Saturday, March 03, 2007

Subprime Mortgage Market in Flames

Have I got a good deal for you - a home mortgage loan fixed at 1%! Yes, that's right, fixed at 1%. And the best part is, you can pay what you want each month. Want to put more down one month? Go ahead! Want to pay less? That's OK, too. Remember, just because you're not paying down the principle, doesn't mean the house is not increasing in value!

Sound familiar? This is the sort of filth that's been spewing out of the subprime mortgage industry for the past several years. It's particularly bad on AM radio.

There are only so many loans that can be written for "credit challenged" individuals buying obscenely overpriced real estate with little to nothing down before the house of cards collapses. We're starting to see that collapse in the subprime market. BusinessWeek has a good article published recently titled, Why Subprime Lenders Are In Trouble, which comes on the heels of many mortgage companies reporting troubles within their subprime departments.

The reasons for the subprime mortgage market's troubles are not surprising. As the housing boom grew in the first third of the decade, mortgage business grew apace. But as rates started climbing, sales started declining, and prices grew stagnant, the margins thinned and the growth during the boom times became overgrowth dragging down the bottom line. Also, these companies ditched traditional risk evaluations. Why not dole out a NINA 100% LTV loan to a credit risk? After all, it's about keeping volume up and closing deals, we'll worry about whether the application's stated income really is legit later. Such head in the sand mentality works when the market is booming, but quickly crumbles once the boom turns into bust.

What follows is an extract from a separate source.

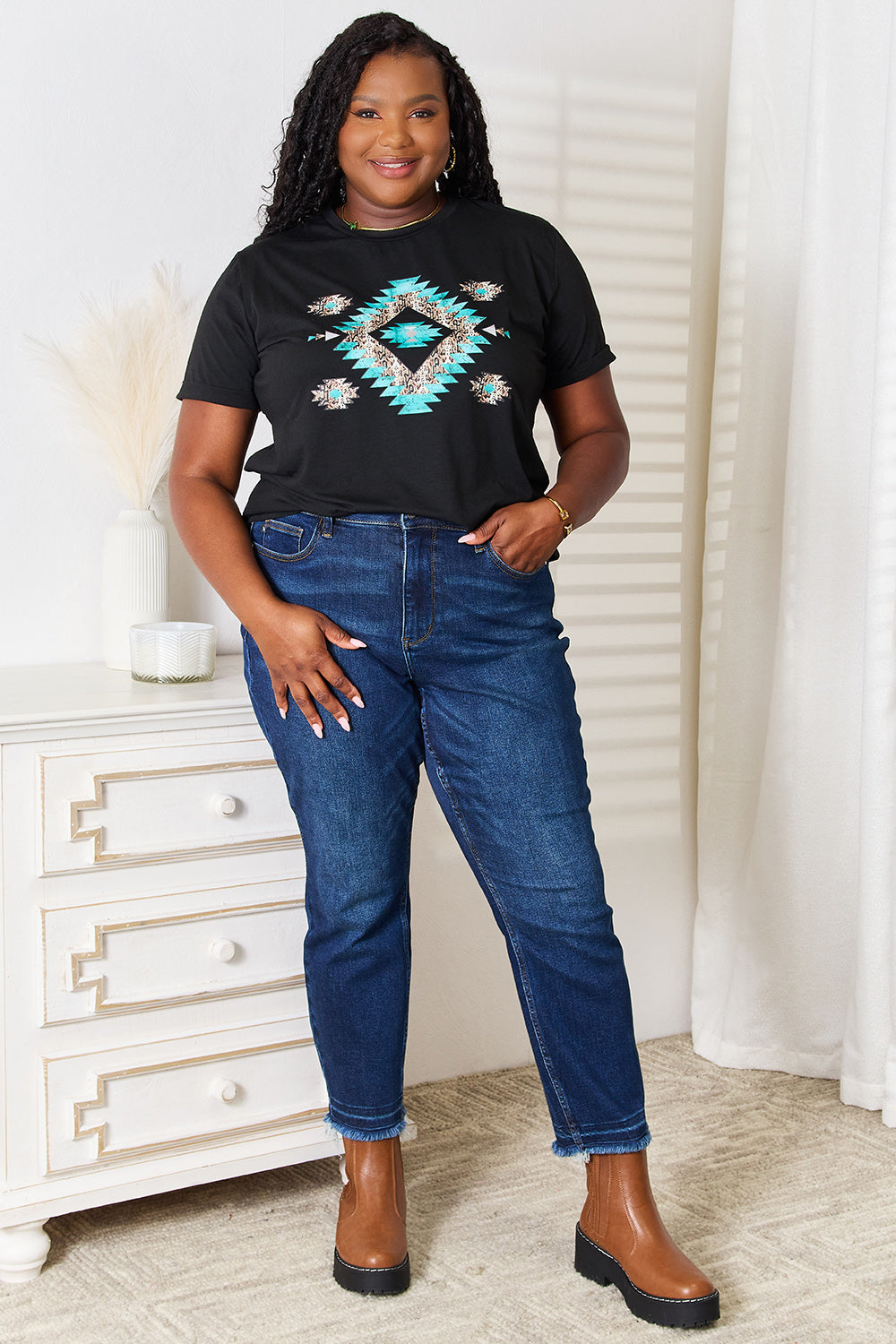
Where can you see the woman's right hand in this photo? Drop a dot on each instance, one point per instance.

The big question is how much of this malaise will seep into the prime mortgage market. Being an RE bear, I would be surprised if the prime market isn't hit hard. Too many loans were given out to buy "investment" properties, with little to no down and little to no income or asset verification. The rest of this decade will be an interesting one for the RE market. How far will prices slip? How long before there's any kind of sustainable rebound in sales or price? How will counties and cities deal with budgets that fall short because of the decline in property and RE-related taxes? How many construction workers, mortgage brokers, and RE agents will be looking for new jobs? Interesting times!